いよいよ今回の依頼の本題だ。リリーの怠惰の呪い解除。するとセレネがエクスに近づく。
「この儀式の事で少しお話があります。」
「ん?話?」
「恐らくこの儀式が成功するとリリーさんの記憶は、消えます。そうですね、だいたい呪いがかけられた後の記憶が消えるでしょう。」
 セレネはいつも通りの無表情で淡々と告げる。
「だからと言って呪いをそのままにすると命の危険があるかもだから、この儀式お願いするよ。」
「わかりました。」
 まずセレネはリリーの額に聖水を塗った。これで少し呪いが弱まるらしい。
 次に呪文を唱え額にキスをする。すると、リリーの体から大量の邪気が溢れ出る。恐らくはベルフェゴールの瘴気だろう。
「なんだこれは……近くにいるだけでも倒れそうだ。」
 エクスの言った通り立っているだけでも意識が朦朧としてしまう。突然、リリーが倒れ込む。
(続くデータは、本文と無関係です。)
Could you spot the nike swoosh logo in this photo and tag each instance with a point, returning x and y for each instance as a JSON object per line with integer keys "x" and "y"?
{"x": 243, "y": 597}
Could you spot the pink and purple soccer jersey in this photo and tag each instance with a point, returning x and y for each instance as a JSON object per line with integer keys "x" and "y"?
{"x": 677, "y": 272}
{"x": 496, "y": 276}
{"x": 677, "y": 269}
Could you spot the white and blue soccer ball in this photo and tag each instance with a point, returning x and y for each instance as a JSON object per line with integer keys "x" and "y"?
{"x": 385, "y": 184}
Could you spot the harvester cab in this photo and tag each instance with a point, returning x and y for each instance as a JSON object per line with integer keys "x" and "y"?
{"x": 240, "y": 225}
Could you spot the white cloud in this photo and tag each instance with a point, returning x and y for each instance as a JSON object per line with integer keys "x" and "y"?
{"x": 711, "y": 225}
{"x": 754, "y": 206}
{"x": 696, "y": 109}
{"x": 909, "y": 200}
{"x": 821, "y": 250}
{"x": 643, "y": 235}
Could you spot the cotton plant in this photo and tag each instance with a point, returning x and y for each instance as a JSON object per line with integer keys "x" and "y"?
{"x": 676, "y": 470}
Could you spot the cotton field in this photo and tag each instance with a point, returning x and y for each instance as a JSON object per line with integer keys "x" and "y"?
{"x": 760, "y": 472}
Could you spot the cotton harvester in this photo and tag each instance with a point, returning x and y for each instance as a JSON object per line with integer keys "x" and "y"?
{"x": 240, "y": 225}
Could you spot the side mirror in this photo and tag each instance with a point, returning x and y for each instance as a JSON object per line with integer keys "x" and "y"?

「儀式は成功しました。リリーさんは1時間もすれば目を覚ますでしょう。それともう一つだけ話があります。エクスさん、貴方に呪いと思われるものがかけられています。ここで祓えるのであればしますが、どうしますか?」
 エクスは困惑する。呪いなんてかけられた覚えがないからである。
「ま、待って。呪い?そんなもの一体いつ……」
 エクスは思い出そうと必死に頑張るがそんな記憶は無かった。レインはふと暗い顔をする。
「レイン?どうかした?」
「ん、ううん。何でもない。多分さっきの瘴気で立ちくらみしちゃったのかな……」
「それじゃレインは外で美味しい空気を吸って休んでなよ。俺はとりあえず呪いについてセレネと話をする。」
「わかった。気遣いありがと。エクスくん。」
 レインはリリーを連れて外へ出る。
「それで、どんな呪いなのかわかる?」
「正直言うとどんな呪いなのかわからない。私が1度も見たことがない物だと思うわ。」
 セレネでも見たことがないと言う。本当に呪いがかけられているのか、疑心暗鬼になるエクスを他所にセレネは準備を始める。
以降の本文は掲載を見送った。